Dalam rangka ini boleh dikatakan bahwa
negara mempunyai tugas: (a) mengendalikan dan mengatur gejala-gejala kekuasaan
yang asosial, yakni yang bertentangan satu sama lain, supaya tidak menjadi
antagonis yang membahayakan; dan (b) mengorganisir dan mengintegrasikan
kegiatan manusia dan golongan-golongan ke arah tercapainya tujuan-tujuan dari
masyarakat seluruhnya. Negara
menentukan bagaimana kegiatan-kegiatan asosiasi-asosiasi kemasyarakatan
diesuaikan satu sama lain dan diarahkan
kepada tujuan nasional. Pengendalian ini dilakukan berdasarkan sistem hukum dan
dengan perantaraan pemerintah beserta segala alat perlengkapannya. Kekuasaan
negara mempunyai organisasi yang paling kuat dan teratur, maka dari itu semua
golongan atau asosiasi yang memperjuangkan kekuasaan harus dapat menempatkan
diri dalam rangka ini (Budiardjo, 2008).
Negara
dapat dipandang sebagai asosiasi manusia
yang hidup dan bekerjasama untuk mengejar beberapa tujuan bersama. Dapat
dikatakan bahwa tujuan terakhir setiap negara ialah menciptakan kebahagiaan
bagi rakyatnya (bonum publicum, common
good, common wealth). Menurut Roegr H. Soltau (Budiardjo, 2008) tujuan
negara adalah memungkinkan rakyatnya berkembang serta menyelenggarakan daya
ciptanya sebebas mungkin (The freest
possible development and creative self-expression of its members).

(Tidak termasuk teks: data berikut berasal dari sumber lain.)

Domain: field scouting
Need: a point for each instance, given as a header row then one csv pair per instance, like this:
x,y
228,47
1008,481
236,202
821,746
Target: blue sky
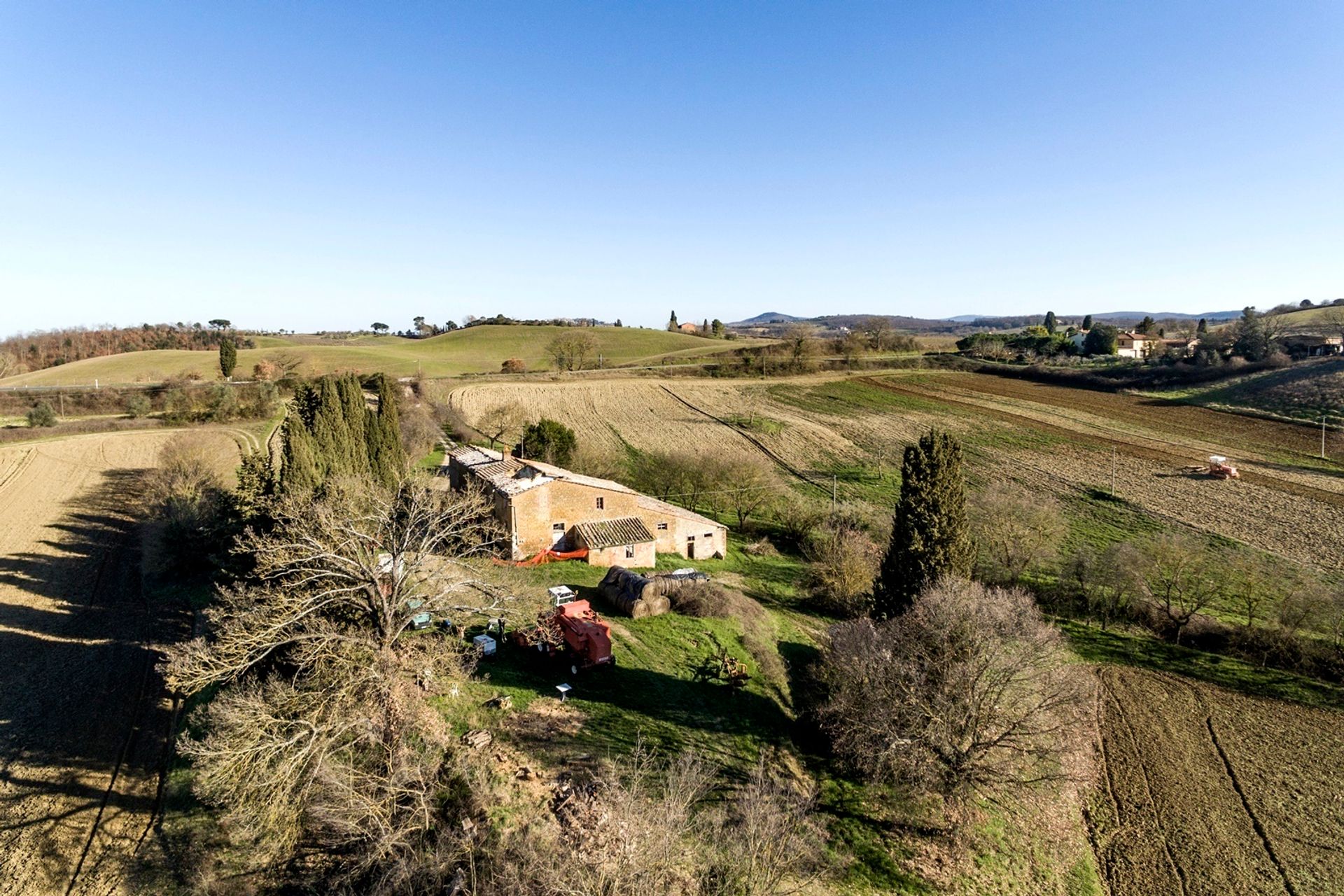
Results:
x,y
324,166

Sedangkan menurut Harold J. Laski menyatakan bahwa tujuan negara adalah
menciptakan keadaan di mana rakyat dapat mencapai keinginan-keinginan mereka
secara maksimal (Creation of those
conditions under which the members of the state may attain the maximum
satisfaction of their desires).
Terlepas dari ideologinya, setiap negara menyelenggarakan beberapa
minimum fungsi yang mutlak perlu, yaitu: (1) Melaksanakan penertiban (law and
order); untuk mencapai tujuan bersama dan mencegah bentrokan-bentrokan dalam
masyarakat, negara harus melaksanakan penertiban. Dapat dikatakan bahwa negara
bertindak sebagai stabilisator; (2) Mengusahakan kesejahteraan dan kemakmuran
rakyatnya. Dewasa ini fungsi ini sangat penting terutama bagi negara-negara
baru; (3) Pertahanan. Hal ini diperlukan untuk menjaga kemungkinan serangan
dari luar. Untuk itu negara dilengkapi dengan alat-alat pertahanan; dan (4)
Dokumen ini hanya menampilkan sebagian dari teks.